(Marcos 14, 46-52)TE DOY las gracias, Señor, por Jesucristo. Él vivió como un hombre cualquiera, semejante en todo a nosotros; pero Tú lo llamaste a ser la primicia de la humanidad nueva. Tanta ambigüedad como hay en nosotros; tanto egoísmo y orgullo mezclado en cada uno de nuestros gestos de amor; tanto sufrimiento innecesario que infringimos, o con el que nos destruimos; tanto pecado como hay en nuestra vida… Todo esto encontró su verdadero horizonte en su persona. Nuestras vidas encontraron su verdadero camino en su vida. Una vida entregada sin ambigüedades, sin egoísmos, sin provocar ni un solo sufrimiento que no fuera para cauterizar una herida.
Te doy las gracias, Señor, con Jesucristo. Él no está muerto. Está vivo, y es la fuente de la vida. Un muerto no puede dar tanta vida como Él nos da. Un muerto no puede ser fuente de tanto perdón, de tanta generosidad como muchos viven muchos cristianos. Con Jesucristo a nuestro lado nunca nos sentimos solos. Sufrimos contrariedades, dificultades, angustias –el mundo es mundo, y nos toca vivirlo–; pero sobre un fundamento de gracia y de cercanía; sobre un fundamento de amor insondable; sobre un cimiento de roca que nos asegura, a pesar de nosotros mismos.
Te doy las gracias, Señor, en Jesucristo. Porque nuestras experiencias más profundas de vida en plenitud se dan cuando descubrimos que vivimos en Él. Que Él nos inunda como el océano, como la atmósfera, como la luz del sol.

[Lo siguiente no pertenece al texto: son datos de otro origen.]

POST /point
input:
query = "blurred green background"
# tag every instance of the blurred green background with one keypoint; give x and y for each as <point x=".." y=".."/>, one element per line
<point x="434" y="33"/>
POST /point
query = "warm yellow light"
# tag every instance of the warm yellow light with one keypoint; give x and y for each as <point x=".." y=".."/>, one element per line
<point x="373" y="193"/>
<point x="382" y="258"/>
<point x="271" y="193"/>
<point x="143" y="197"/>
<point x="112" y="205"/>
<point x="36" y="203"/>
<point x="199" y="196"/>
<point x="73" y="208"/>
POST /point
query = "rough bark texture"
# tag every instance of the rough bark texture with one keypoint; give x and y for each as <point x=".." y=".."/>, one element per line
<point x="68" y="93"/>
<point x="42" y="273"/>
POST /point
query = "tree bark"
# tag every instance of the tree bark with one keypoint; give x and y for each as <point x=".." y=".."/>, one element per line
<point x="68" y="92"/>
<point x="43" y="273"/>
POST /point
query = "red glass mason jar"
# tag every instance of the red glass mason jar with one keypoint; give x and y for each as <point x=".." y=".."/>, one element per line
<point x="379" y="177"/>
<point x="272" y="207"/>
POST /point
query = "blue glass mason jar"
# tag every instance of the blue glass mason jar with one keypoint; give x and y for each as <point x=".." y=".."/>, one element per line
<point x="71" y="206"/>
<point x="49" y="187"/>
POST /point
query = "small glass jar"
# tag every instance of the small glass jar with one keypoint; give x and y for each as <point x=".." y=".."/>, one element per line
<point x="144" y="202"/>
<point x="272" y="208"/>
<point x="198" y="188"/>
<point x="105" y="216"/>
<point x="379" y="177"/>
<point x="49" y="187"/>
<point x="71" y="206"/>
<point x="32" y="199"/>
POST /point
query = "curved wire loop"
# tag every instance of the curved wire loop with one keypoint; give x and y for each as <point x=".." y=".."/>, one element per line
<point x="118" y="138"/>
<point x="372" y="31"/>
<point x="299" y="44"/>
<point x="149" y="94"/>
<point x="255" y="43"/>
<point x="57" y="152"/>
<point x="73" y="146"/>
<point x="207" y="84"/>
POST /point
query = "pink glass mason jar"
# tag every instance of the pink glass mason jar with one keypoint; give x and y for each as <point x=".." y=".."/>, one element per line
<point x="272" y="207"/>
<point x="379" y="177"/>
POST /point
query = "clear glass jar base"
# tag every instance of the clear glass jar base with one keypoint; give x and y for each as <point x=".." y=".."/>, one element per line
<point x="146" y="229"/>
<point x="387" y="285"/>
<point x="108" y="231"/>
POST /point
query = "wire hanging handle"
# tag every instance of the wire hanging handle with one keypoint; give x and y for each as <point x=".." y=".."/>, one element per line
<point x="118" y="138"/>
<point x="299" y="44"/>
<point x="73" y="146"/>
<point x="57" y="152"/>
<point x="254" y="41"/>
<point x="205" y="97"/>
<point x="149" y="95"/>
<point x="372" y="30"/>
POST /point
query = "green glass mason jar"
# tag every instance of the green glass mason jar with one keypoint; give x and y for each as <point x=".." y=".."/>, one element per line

Nuestra experiencia más profunda es vivir injertados en su misma vida; olvidándonos de nosotros mismos para abandonarnos en Él.
Quizás por eso nuestra oración hoy puede ser: “Jesús, Hijo de David, ten compasión de mí”. No para pedir nada, ni demandar perdón; sino para manifestarle que queremos vivir, simplemente, en Él.